Transforming Surgical Interventions with Embodied Intelligence for Ultrasound Robotics
Huan Xu, Jinlin Wu, Guanglin Cao, Zhen Chen, Zhen Lei, Hongbin Liu
TL;DR
The paper tackles the problem of limited instruction understanding and dynamic execution in ultrasound robotics. It presents an Ultrasound Embodied Intelligence system that fuses ultrasound robots with large language models, augmented by Ultrasound Domain Knowledge Augmenting, Ultrasound Assistant Prompt, and a ReAct-inspired Robot Dynamic Execution loop. Through ablation studies and model comparisons on synthetic data, the approach shows significant gains in initiating API calls and completing scanning tasks, with Mixtral-8x7B-Instruct-v0.1 achieving strong early-step performance. The work demonstrates that integrating domain-specific knowledge with structured prompts and real-time execution can enable more autonomous, high-quality ultrasound scans and streamline medical workflows.
Abstract
Ultrasonography has revolutionized non-invasive diagnostic methodologies, significantly enhancing patient outcomes across various medical domains. Despite its advancements, integrating ultrasound technology with robotic systems for automated scans presents challenges, including limited command understanding and dynamic execution capabilities. To address these challenges, this paper introduces a novel Ultrasound Embodied Intelligence system that synergistically combines ultrasound robots with large language models (LLMs) and domain-specific knowledge augmentation, enhancing ultrasound robots' intelligence and operational efficiency. Our approach employs a dual strategy: firstly, integrating LLMs with ultrasound robots to interpret doctors' verbal instructions into precise motion planning through a comprehensive understanding of ultrasound domain knowledge, including APIs and operational manuals; secondly, incorporating a dynamic execution mechanism, allowing for real-time adjustments to scanning plans based on patient movements or procedural errors.

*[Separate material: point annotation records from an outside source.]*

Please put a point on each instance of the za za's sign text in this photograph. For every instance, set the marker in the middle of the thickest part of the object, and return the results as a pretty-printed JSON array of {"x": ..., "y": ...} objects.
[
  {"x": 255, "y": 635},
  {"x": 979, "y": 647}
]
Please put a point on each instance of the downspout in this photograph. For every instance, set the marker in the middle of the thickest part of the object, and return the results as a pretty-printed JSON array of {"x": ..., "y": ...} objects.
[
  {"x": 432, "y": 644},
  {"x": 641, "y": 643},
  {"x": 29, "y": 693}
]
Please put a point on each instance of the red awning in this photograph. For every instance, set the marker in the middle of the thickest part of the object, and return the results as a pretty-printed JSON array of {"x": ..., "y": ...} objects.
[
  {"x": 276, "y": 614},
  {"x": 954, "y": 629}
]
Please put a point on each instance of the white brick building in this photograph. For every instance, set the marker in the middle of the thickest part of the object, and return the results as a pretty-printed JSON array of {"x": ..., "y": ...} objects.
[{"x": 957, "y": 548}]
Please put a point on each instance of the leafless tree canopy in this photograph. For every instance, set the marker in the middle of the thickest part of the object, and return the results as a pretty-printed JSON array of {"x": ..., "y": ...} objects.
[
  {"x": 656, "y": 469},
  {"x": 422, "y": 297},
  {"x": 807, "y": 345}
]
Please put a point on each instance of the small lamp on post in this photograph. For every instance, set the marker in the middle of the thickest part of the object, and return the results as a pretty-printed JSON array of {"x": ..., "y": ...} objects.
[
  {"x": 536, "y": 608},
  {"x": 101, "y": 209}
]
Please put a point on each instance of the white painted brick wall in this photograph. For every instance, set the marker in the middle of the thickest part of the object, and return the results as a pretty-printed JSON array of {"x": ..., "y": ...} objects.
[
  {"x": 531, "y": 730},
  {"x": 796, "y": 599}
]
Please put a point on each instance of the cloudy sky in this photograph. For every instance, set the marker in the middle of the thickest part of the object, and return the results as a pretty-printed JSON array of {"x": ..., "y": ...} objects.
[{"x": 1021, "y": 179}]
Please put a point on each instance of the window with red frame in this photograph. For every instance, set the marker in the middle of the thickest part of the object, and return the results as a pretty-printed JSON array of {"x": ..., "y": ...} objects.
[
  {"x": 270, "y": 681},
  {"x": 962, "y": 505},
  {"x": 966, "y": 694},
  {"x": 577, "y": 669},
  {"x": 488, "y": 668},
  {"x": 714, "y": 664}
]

We demonstrate the effectiveness of our system through extensive experiments, including ablation studies and comparisons across various models, showcasing significant improvements in executing medical procedures from verbal commands. Our findings suggest that the proposed system improves the efficiency and quality of ultrasound scans and paves the way for further advancements in autonomous medical scanning technologies, with the potential to transform non-invasive diagnostics and streamline medical workflows.